Countries in East Asia such as China and South Korea have been spending more on defence for many years.  Japan has been more restrained but since 2012 has been increasing defence expenditure by around 2% annually. In 2022, the new defence strategy identified the need to increase defence spending to 2% of GDP by 2027.

For many years, Japan banned arms exports and provided a focus on indigenous defence capability.  However, in 2014 a new policy on defence equipment transfer overseas has begun to change the landscape.  Japanese companies are being encouraged to explore overseas markets and work with international partners, both at home and abroad. This is likely to increase in the next few years.

Japan has established equipment cooperation frameworks with a number of countries, including the US, UK, France, Australia and beyond. These provide government approval mechanisms to permit mutual development.

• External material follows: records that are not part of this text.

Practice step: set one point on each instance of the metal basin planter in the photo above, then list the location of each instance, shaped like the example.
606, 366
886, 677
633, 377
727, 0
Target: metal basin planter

These changes are changing the landscape in Japan for international defence companies.  There is a willingness to work with others.


Japan operated an informal limit of 1% of GDP for defence expenditure for most of the post-World War II period, although total expenditure at around $50bn annually still gives Japan one of the larger defence budgets in the world. In 2022, the government targeted 2% of GDP expenditure by 2027. 

Japan’s new defence export regime is still developing and Japanese companies are still gaining experience.  There are opportunities to work together, but the system needs careful navigation.

Both the UK and Japanese governments signed a Defence Equipment Collaboration Framework in 2013.  This provides a structure for promoting collaborative projects.

The Projects can be:

Government sponsored projects.  These require both governments to identify and fund joint requirements.

Government agreed technology demonstration or research projects.  Both governments again have to agree objectives, timescales and funding.

Business to business collaboration, either with an aim to sell to the UK and Japanese governments, or to take jointly to export markets. These can be acknowledged by both governments but need no formal permission.

The potential for finding new projects is considerable. We already have experience with a number of companies and specialise in identifying and developing new opportunities.

The best opportunities tend to arise when companies identify similar but complementary technical capabilities. We specialise in helping you identify these.

Japanese Culture


Japan’s business culture is distinct.  It encourages long-term business success and values enduring relationships.  It has allowed Japan to become one of the pre-eminent global economies in the last 75 years.

Because of the long isolation from the global defence market, Japanese defence business culture is also distinct.  Long exposure to a protected national market has allowed development of a unique way of doing business within Japan.  This can be accessed with the right advice and approach.  At the same time, it is likely to evolve as Japan considers external market access.

The key to accessing Japanese defence markets is first to conduct the right market research and then to develop a strategy that provides the right mix of partners, agents in the form of a Japanese trading company, and representation.  This mix is likely to evolve over time and needs regular reassessment.